Traffic analysis is the first prerequisite for mass surveillance of the Web

George Orwell’s depiction of dystopia in his classic 1984, a society devoid of privacy, may have seemed like an exaggeration in 1949. But, with technology intruding deep into our lives today, we may actually be heading into a less obvious version of a similar state.

Jacob Appelbaum, prolific hacker and a close associate of WikiLeaks founder, Julian Assange, portrayed a grim picture of the future of the Internet when he was in Bangalore this week. He and the group of international hackers he is part of, Cypherpunks, propagate the idea of using cryptography on the Internet to counter surveillance and censorship on the Internet.

Traffic analysis

“Censorship is the byproduct of surveillance,” wrote Mr. Appelbaum in the book Cypherpunks: Freedom and Future of the Internet, which he has co-authored with Mr. Assange. For mass surveillance of the Internet, the first prerequisite is ‘traffic analysis’, a systematic logging of user activity and building profiles of users.

Features such as targeted advertisements are apparently more benign manifestations of traffic analysis.

Gmail and Facebook, for instance, analyse user traffic and activity, and deliver targeted ads, which is a boon to commerce on the Internet. But, the method adopted raise concerns about privacy, and in many cases can be considered an intrusion. For instance, when Google displays ads about pizza parlours after you have read a mail from a friend mentioning the word “pizza”, it does make one think as to what else Google might know about users.

Google and Facebook are able to identify and profile users because he or she is logged into their services, and have voluntarily identified themselves and have signed away the rights. This makes it easy for these Internet giants to log user activity, attribute it to the users, run social graph programs and build a comprehensive profile of users. While Google and Facebook require users to be logged into their service to profile them, it is possible to monitor users simply by analysing the traffic emanating from their Internet Protocol (IP) addresses. This is commonly known as traffic analysis and is the first prerequisite for surveillance.

IP addresses are numbers which can be attributed to people using the Internet; think of IP addresses in the Internet as vehicle registration numbers in the real world. When the IP addresses are monitored for activity, they reveal information about users. Concealing IP addresses is thus the first level of anonymity for users.

Data retention

Browsing the Web without the necessary precautions such as using unencrypted browsing, is akin to sending a postcard by mail instead of using envelopes. The data on unencrypted links can be seen transparently while they are being travelling from source to destination, with very little technical effort.

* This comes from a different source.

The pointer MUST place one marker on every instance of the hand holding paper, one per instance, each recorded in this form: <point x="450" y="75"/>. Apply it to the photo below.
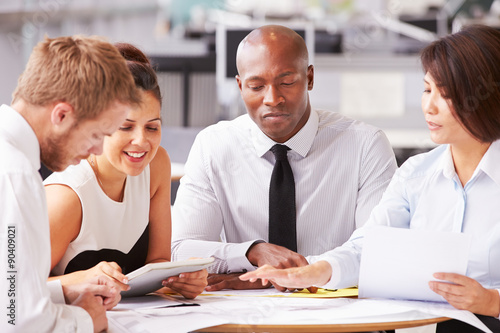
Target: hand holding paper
<point x="399" y="263"/>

The solution is to encrypt data before transmission, and then decrypt it at reception using complex encrypting algorithms. The data after encryption, if intercepted at one of the many hop points, would be harder to decipher because of encryption.

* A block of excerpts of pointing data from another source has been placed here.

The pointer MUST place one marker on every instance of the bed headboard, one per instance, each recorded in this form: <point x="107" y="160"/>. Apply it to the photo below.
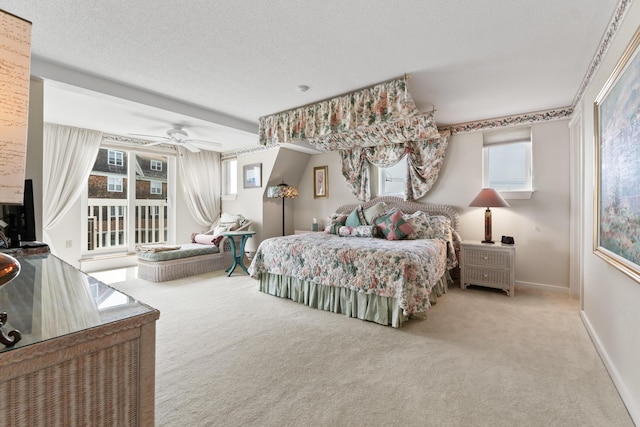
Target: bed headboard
<point x="409" y="207"/>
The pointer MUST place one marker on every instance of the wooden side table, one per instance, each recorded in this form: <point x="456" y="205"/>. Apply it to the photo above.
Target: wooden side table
<point x="238" y="255"/>
<point x="486" y="264"/>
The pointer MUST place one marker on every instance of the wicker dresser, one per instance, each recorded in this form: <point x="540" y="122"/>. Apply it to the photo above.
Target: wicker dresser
<point x="486" y="264"/>
<point x="87" y="353"/>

Concealing one’s IP address and securing the data sent on these transparent links can help users stay anonymous and also circumvent censorship in most cases. Websites such as can reveal the geographic location of the user. Based on the IP addresses, traffic of users are subject to different types of censorship.

The Onion Router (TOR) network, is one of the most widely used solutions. The TOR browser bundle transports users on to a highly anonymous Internet network that also protects user identities. TOR is a free software project and the network itself is run by volunteers in a peer-to-peer model. The nodes of these networks that ‘route’ traffic into and out of the TOR network are called TOR Relays.

So, how does TOR help?

Let us say, that a user in Iran connects to the Internet directly and the Iranian Internet filters block access to many websites because the IP address is known to originate from Iran. But, when the user accesses the Web using TOR, the traffic of the user will get routed through the peer-to-peer network of users, instead of the Internet service provider network. The traffic of the user might get out through a TOR exit node in Germany. Since, these filters are not functional in Germany, the user can access the blocked content in Germany. Also, the traffic when sniffed from one relay point to the next it will not be able to reveal user information or the data because it is encrypted.

TOR serves as an antidote to censorship and also protects the identity of the user as the traffic takes multiple hops and the chances of revealing user information exists only at the entry and exit nodes.

This reduces the risk of exposing the identity of the user and is a way to subvert censorship.